Figuring Foreigners Out was a guide to the comparing of one’s own culture to others. It used 5 categories of comparison: individualist vs. collectivist, which is related to what people identify with and whether people work together cooperatively or not; non-verbal communication, which is the ways in which we use actions to communicate; monochronic vs polychronic, which is the way a culture processes time; internal vs external, which is to what degree a culture believes that they dictate their life’s course; and indirect/high context vs. direct/low context communication, which is related to how much is understood or must be explained when people of a certain culture are communicating.

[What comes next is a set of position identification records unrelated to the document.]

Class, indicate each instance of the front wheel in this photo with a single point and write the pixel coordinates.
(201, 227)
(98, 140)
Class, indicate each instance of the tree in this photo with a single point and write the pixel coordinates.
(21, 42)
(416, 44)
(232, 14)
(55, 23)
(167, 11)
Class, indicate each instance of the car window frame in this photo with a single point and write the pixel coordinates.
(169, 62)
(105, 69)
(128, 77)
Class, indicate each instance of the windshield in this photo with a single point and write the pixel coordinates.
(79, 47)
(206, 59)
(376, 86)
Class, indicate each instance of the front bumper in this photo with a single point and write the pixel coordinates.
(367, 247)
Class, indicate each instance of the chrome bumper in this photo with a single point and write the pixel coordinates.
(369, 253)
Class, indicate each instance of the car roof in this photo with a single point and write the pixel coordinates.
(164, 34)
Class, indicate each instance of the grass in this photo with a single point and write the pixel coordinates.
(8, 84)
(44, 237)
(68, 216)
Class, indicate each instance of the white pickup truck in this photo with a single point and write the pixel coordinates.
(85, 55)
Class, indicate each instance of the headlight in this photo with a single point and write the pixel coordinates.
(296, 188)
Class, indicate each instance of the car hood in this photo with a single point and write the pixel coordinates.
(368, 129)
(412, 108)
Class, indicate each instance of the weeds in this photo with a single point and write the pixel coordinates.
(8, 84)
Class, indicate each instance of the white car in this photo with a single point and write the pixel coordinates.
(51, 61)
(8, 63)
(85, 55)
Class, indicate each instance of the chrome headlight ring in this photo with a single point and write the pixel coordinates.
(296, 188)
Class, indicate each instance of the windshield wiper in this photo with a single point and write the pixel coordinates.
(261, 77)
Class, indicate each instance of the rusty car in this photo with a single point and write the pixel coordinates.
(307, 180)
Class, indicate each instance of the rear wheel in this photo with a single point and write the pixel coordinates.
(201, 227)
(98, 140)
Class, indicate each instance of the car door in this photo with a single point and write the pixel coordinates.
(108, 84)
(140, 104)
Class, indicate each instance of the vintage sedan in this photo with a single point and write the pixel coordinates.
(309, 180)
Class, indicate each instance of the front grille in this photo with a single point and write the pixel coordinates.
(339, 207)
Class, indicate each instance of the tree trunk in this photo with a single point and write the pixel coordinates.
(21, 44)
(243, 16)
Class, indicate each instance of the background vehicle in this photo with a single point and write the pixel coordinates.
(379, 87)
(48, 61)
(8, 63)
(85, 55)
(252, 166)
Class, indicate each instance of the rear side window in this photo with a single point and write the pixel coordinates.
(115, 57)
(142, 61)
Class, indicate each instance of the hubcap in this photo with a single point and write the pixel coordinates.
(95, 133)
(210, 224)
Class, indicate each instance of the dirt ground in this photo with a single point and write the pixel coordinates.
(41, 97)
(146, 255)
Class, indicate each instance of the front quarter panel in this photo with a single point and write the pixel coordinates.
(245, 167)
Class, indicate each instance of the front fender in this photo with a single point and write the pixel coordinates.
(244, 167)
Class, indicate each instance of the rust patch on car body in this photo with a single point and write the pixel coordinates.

The Hofstede Dimensions of Culture were 6 factors (power distance index, individualism, masculinity, uncertainty avoidance index, and long-term orientation) that Hofstede studied and measured in 40 countries. There are concepts within both of these assessments that I do believe can elucidate how a culture operates. However, particularly in the Hofstede Dimensions of Culture, I do not believe these are quantifiers that can be extrapolated to entire countries and could be applied at most at a very small scale. These concepts minimize culture, buy simplifying it to 5 or 6 measures. Also, all of these are subjective and therefore, difficult to determine the accuracy of without an inherent bias from the assessor. I know that I can put my views of U.S. culture into these categories, but I am not sure I can do that for Brazil because I do not know enough about it yet. The biggest difference they have in the Hofstede comparison tool is that the United States is significantly more individualistic.